The foundation of my civic engagement is my belief that a good public policy or laws may not give one group everything they want, but every group something they need. This outcome is impossible unless everyone is represented and everyone's needs are considered in issue-solving plans. The Equity Impact statement voted and approved by my local school board does address the needs of all students. The most important being that all students need to not only learn reading, writing and arithmetic, but critical thinking skills, that is, the ability to receive and decipher information in order to make choices. Leaving out facts and truth about our shared history from the education process eliminates the ability of all students to make important life choices and that strips away all of our freedom.
As I processed the vitriol and ugliness of my neighbors grappling with accepting change under the guise that treating black and brown students fairly meant subjecting white students to self loathing, I am grateful my family dynamic gave me a different perspective, another point of view that influenced my choice to support the new school policy. I remembered that when we face the unpleasant, scary stuff head on together, our collective courage is the best way to overpower our individual ignorance and fear. The best way to weigh all sides and figure out what matters to each of us.
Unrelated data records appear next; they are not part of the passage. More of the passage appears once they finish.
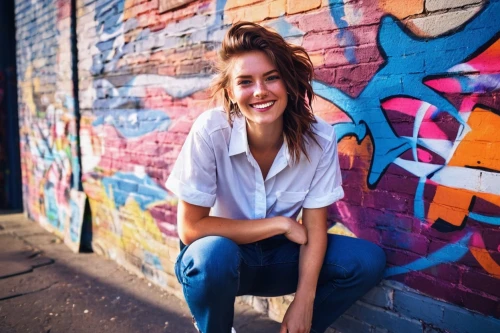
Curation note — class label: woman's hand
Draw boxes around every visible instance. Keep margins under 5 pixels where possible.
[280,297,313,333]
[281,216,307,245]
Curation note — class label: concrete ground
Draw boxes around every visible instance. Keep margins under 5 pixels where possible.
[0,213,279,333]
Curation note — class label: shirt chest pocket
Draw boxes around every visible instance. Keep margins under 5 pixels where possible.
[272,191,309,217]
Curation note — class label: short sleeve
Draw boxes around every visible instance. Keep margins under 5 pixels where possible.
[303,129,344,208]
[165,122,217,207]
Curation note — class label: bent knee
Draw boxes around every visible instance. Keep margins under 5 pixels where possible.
[180,236,240,281]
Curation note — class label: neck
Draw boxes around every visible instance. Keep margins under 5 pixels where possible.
[246,121,283,151]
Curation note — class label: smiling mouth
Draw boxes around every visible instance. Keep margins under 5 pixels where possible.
[250,101,275,109]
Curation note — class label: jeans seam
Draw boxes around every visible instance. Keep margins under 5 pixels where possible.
[324,263,347,279]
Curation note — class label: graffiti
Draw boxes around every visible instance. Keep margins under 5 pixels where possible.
[18,1,81,236]
[306,1,500,312]
[73,0,500,320]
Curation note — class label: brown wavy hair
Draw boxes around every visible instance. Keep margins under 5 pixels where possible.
[212,22,318,163]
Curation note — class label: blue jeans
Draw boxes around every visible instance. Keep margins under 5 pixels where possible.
[175,234,385,333]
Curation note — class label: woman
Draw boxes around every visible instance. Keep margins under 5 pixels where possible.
[166,22,385,333]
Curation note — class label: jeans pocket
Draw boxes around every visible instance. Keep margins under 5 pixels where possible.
[174,246,188,284]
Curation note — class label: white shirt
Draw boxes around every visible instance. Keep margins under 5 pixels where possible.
[165,109,344,219]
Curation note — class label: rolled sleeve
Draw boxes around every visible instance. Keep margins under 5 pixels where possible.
[303,129,344,208]
[165,122,217,207]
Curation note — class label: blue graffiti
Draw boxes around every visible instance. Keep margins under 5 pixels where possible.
[313,0,500,188]
[102,172,171,210]
[384,232,472,278]
[92,110,170,138]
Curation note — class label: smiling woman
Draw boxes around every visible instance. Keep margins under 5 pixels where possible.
[166,22,385,333]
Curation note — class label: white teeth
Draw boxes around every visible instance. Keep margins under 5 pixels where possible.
[252,102,274,109]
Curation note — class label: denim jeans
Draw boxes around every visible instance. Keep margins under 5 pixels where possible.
[175,234,385,333]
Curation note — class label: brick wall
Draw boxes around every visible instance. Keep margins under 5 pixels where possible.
[15,0,83,244]
[17,0,500,332]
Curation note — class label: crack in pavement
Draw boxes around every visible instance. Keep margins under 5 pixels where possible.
[0,281,59,302]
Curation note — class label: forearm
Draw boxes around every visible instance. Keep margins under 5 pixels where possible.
[296,228,327,299]
[178,202,287,244]
[296,209,327,300]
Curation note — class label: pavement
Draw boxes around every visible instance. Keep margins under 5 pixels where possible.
[0,213,280,333]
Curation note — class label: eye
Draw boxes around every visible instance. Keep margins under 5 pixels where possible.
[266,75,280,81]
[236,80,252,86]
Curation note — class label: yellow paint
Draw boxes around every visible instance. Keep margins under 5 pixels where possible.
[328,222,357,238]
[378,0,424,20]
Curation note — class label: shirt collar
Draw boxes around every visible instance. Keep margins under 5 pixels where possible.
[229,117,292,166]
[229,117,249,156]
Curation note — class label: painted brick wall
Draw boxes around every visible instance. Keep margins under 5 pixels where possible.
[15,0,84,236]
[17,0,500,332]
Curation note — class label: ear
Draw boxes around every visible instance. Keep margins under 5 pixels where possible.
[224,88,234,104]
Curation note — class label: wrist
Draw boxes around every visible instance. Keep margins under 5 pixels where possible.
[276,216,292,235]
[295,289,316,304]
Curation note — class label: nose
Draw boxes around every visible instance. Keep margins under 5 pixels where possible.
[253,81,269,98]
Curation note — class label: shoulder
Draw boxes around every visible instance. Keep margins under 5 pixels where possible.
[191,108,230,136]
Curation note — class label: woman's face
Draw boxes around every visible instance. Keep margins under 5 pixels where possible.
[228,51,288,130]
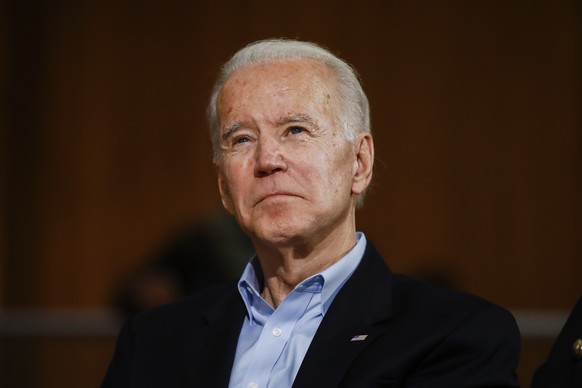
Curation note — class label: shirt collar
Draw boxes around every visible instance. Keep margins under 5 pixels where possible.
[238,232,366,321]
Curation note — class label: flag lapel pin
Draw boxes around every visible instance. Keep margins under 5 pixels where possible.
[350,334,368,342]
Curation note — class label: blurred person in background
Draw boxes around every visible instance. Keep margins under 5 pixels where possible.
[531,298,582,388]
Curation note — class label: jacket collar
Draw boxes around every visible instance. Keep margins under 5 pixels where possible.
[293,241,392,387]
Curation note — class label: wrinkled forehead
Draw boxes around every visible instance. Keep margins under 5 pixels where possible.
[219,59,335,101]
[217,59,338,121]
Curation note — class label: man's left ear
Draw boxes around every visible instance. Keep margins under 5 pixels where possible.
[352,132,374,195]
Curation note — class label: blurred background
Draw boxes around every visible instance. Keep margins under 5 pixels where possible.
[0,0,582,388]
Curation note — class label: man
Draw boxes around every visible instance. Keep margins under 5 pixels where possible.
[531,298,582,388]
[103,40,519,388]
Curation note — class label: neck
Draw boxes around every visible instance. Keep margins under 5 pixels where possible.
[255,221,356,308]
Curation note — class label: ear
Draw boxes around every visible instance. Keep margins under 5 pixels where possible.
[352,132,374,195]
[214,163,234,215]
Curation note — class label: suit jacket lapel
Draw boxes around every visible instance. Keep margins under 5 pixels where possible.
[183,289,245,387]
[293,241,392,387]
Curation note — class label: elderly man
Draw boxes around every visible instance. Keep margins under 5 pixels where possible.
[103,40,519,388]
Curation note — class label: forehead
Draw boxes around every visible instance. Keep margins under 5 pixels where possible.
[218,59,335,108]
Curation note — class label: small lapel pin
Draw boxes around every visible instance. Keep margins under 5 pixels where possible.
[350,334,368,342]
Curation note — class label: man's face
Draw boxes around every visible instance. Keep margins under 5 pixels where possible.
[217,60,371,246]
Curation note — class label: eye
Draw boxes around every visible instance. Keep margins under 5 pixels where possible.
[287,127,305,135]
[232,136,251,144]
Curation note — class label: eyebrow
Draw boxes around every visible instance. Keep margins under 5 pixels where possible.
[221,121,245,140]
[221,114,319,140]
[277,114,317,127]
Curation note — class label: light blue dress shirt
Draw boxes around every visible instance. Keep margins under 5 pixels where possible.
[229,232,366,388]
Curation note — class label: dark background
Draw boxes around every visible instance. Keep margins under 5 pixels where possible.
[0,0,582,388]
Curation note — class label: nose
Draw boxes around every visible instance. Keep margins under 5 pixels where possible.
[255,138,287,177]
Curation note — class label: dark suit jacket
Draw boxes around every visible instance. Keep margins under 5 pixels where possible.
[102,242,520,388]
[531,298,582,388]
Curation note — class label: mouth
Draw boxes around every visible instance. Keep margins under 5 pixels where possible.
[256,191,299,205]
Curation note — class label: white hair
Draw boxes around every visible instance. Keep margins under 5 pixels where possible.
[207,39,370,163]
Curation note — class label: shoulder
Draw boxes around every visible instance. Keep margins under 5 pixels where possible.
[392,274,517,329]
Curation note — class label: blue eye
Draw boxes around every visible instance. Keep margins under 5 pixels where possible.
[289,127,305,135]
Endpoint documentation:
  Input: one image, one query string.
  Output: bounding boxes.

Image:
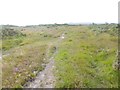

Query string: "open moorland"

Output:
[0,24,119,88]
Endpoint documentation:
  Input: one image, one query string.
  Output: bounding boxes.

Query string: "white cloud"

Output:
[0,0,119,25]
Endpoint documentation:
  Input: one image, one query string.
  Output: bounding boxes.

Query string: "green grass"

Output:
[0,25,118,88]
[2,25,62,88]
[56,27,118,88]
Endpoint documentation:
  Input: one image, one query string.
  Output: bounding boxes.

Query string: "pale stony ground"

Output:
[25,33,65,88]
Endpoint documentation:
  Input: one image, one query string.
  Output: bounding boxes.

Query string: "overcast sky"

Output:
[0,0,119,25]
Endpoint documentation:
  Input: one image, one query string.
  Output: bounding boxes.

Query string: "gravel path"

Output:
[25,33,64,88]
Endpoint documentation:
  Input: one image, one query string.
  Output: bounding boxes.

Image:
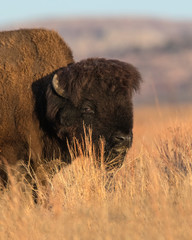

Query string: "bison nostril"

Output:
[113,132,132,144]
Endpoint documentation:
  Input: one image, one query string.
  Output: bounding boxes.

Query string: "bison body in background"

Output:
[0,30,141,186]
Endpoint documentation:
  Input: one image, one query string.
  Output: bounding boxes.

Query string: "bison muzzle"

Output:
[0,30,141,188]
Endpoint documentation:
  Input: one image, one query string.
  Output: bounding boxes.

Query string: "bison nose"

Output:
[113,132,133,144]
The clearest lens to recognize the failings and frailty of human nature regardless of ethnicity or religion.
I allowed our family motto: if the rest of the world was like us, it would be a better place, to propel me not wait to read how profound other writers address this moment, but to write my family's story, and share what I know from personal experience to be true, that it is easier to be respectful of the dignity and humanity of all mankind when you walk through life confident and determined to be the best you can be, always mindful that all men and women are created equal.